Diary of Charles Francis Adams, volume 5

335 Saturday. 28th. CFA

1834-06-28

Saturday. 28th. CFA
Saturday. 28th.

Pleasant morning but it clouded up afterwards. I went to the Office after carrying Mr. Brooks with me into town. My time much cut up. Attended a sale of stocks to make a purchase but did not succeed. I do not like to appear a dabbler upon so small a scale in competition with men of so much more extensive basis. Read more of Jefferson’s Letters, but during the period for which he was Secretary of State, they are mostly official and uninteresting.
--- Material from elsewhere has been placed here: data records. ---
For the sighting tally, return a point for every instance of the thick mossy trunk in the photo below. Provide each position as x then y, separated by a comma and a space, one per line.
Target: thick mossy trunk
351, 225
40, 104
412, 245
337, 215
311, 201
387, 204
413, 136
Return to Medford. Edward Brooks and Thomas K. Davis came out here and dined. Pleasant but consumed the afternoon. Evening I amused myself with Walpole’s Castle of Otranto.1 Political news— The battle between the President and the Senate waxing warmer. The latter have rejected the nominations of Mr. Taney and Mr. Stevenson.2

1.

CFA had borrowed a copy of the London, 1796, edition from the Athenaeum.

2.

Although Roger B. Taney had served as Secretary of the Treasury and Benjamin F. Butler as Attorney General for more than six months by appointment of the President, he did not send their names to the Senate for confirmation until 23 June. On that day he also sent the nomination of Andrew Stevenson as Minister to England. On the next day the Senate voted to reject the nominations of Taney and Stevenson and to confirm that of Butler (National Intelligencer, 24 June, p. 3, col. 4; 25 June, p. 3, col. 6).

Sunday. 29th. CFA

1834-06-29

Sunday. 29th. CFA
Sunday. 29th.

Cloudy with a fine rain. I continue my shower baths in the morning begun in warm weather but now rather a trial. Read German. Schiller. He is on the whole rather an easy writer.

Attended divine service. Heard Mr. Stetson. James 4. 14. “Whereas ye know not what shall be on the morrow.” Matthew 4. 1 and the following verses containing a history of the temptation of the Saviour. Both good Sermons.

Read a discourse of Atterbury. Acts 24. 25. “And as he reasoned of righteousness, temperance and judgment to come, Felix trembled.” 3 divisons, first, the subject, morals, righteousness, temperance and judgment to come, second, the instrument he reasoned, third the effect, Felix trembled. This was a discourse of rather more value than the generality. Its practical character is one of it’s merits. The necessity of moral excellence, and the use of reason are two points which can be illustrated to considerable advantage in our day.

The remainder of my day, I filled up with articles from the leading British reviews for a year or two past. Those in the Quarterly are very 336spirited but excessively partial and occasionally even coarsely abusive. I like to read it, while I feel at every step, as if the taste was hardly a creditable one. Rain.